Renee Rouwhorst, owner of Ryke’s Bakery, discusses how to handle customer complaints during All Things Baking.
The only standard when it comes to customer complaints is that they’re never the same, Renee Rouwhorst, owner of Ryke’s Bakery, said during the “A complaint is a gift” educational session at All Things Baking. Because each customer is an individual, often handling complaints becomes more about fixing the person than the problem itself.
“When people are complaining, they’re emotional. You have to fix the person before before you fix the problem, and that’s difficult. It’s difficult to translate that to your staff, which is your front-line defense.”
The biggest keys, Rouwhorst said, are prevention and empowering employees to handle complaints.
Complaints come in different categories, some easier than others. Real-time complaints are often simpler to handle because the bakery owner can fix them on the spot, by fixing a misspelled name on a cake, for example.
The most difficult complaints are those that occur after the fact. When the customer storms in, huffing and puffing that the bakery has ruined her birthday party by screwing up a cake order, the fight or flight response kicks in.
“When this happens, you need to stay calm. The first thing to do is breathe—your body needs oxygen,” Rouwhorst said. “Then you need to change something, which helps you stay in control.” Whether it’s grabbing a notepad to jot down notes, physically moving so you’re beside the customer instead of facing her or asking her to come to a different part of the bakery, changing something keeps you from losing emotional control, since your defenses are up in response to the high-stress situation at hand.
“The customer’s perception is always right,” she said. “If we argue with what their view is, we get in trouble. We have to be the bigger person and empathize with them. There’s a lot going on in their lives that we’re not privy to so we really need to get information from them to handle the problem.”
To help prevent complaints from happening in the first place, Rouwhorst has created “customer improvement forms,” which employees use to document every single complaint that is raised. The forms contain questions to ask and space for documenting exactly what went wrong.
However, in high-stress or real-time situations when the most important thing is to fix the problem quickly, it’s critical that employees know they are empowered to handle complaints.
“We also use those forms as teaching tools in our weekly employee huddles,” she said. “There are dollar amounts attached to every complaint and employees can see the solutions that were offered, which empowers and teaches them. You need to encourage employees to think.”
Setting clear expectations is another preventive tool. “What the customer wants isn’t always realistic,” Rouwhorst said, adding that it’s important to be firm and give options to the customer.
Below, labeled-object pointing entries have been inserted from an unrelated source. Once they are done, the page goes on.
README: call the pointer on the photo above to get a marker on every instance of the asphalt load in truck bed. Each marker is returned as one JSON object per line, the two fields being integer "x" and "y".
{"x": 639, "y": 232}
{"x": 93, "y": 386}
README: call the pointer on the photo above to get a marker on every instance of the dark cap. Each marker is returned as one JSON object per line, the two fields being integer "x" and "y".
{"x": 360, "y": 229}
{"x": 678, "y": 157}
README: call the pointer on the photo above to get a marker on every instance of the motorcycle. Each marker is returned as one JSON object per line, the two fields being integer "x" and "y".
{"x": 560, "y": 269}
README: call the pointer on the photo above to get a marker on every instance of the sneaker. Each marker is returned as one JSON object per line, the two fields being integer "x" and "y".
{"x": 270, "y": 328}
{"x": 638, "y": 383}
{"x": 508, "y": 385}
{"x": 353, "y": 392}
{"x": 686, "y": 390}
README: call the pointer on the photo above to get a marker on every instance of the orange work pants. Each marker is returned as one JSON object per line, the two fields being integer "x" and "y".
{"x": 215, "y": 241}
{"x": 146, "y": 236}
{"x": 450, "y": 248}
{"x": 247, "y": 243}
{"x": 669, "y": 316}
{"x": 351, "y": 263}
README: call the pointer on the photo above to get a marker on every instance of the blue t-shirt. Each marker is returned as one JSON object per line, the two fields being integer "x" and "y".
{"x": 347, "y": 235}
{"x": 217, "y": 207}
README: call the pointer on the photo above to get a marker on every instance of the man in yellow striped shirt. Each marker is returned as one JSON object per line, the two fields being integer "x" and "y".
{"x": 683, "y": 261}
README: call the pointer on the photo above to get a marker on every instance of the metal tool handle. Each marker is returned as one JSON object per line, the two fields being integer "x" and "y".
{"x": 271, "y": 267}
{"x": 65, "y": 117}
For example, instead of totally refunding the customer for a cake that was filled with the wrong flavor (even though they ate the entire cake at the party), the operator can offer a coupon for other free product or a discount on the decorating labor cost.
It’s also essential to create written contracts and stick to them, which will prevent issues from arising altogether.
“Every time I get a crazy complaint, I add that to the contract. A lot of brides laugh when they read my contract,” Rouwhorst said. However, she added, she’s had almost no complaints from customers since implementing this simple preventive tool.
“Complaints will never get easier. They stink,” she said. “It’s not black and white; it’s only shades of gray. But learn from past experiences and prevent, prevent, prevent!”